Matt, I found that there is some sort of threshold below which tannins were extracted into my brews. I had been using 2 brix as the cutoff for about a half dozen brews and kept finding a very mild tannic astringency in those beers. Moving the cutoff gravity to 3 brix solved that problem, but my problem was that I was too focused on kettle volume and the fact that I still had a bunch of water in the HLT.
I use RO water with alkalinity of nearly zero alkalinity and it would only take a drop or two of acid to drop its pH well below 6. I don't runoff for super long periods. I'm usually done with the runoff in about 45 minutes. That is similar to the time I was taking before this issue presented itself, but I did switch from my LHBS' crappy milling to milling my own grist with a MM-2.2 that is set at 0.035" gap. It is a very fine crush, but my pre-conditioning of the malt prior to the crush is leaving a large percentage of intact husk for filtering. My RIMS flow is still pretty good.
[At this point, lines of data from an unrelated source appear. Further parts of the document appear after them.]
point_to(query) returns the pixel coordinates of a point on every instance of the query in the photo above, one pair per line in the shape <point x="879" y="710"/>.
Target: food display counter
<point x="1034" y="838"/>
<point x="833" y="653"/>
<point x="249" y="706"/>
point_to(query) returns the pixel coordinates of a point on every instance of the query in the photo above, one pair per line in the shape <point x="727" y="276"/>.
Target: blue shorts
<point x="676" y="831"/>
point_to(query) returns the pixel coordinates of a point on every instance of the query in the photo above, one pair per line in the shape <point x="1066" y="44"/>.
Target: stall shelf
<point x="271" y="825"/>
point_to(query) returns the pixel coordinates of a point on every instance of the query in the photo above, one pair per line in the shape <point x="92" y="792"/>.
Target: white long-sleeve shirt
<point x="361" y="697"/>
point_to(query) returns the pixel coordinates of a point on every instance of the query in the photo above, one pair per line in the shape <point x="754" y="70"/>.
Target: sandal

The fact that 90% of my sugars do make it into the kettle is encouraging. It's just that I had not run into an inability to run the entire calculated sparging volume through the grist before. I had less volume of wort, but at higher gravity. Now I will conduct operations more like Black Sands and monitor the runoff gravity more closely and just end runoff as the refractometer indicates and add any remaining water in the HLT directly to the kettle to meet my pre-boil volume goal. That should avoid the potential for tannin extraction.
Thanks for the guidance on this issue. I figured that this was a solution, but I'd never heard of anyone doing it that way.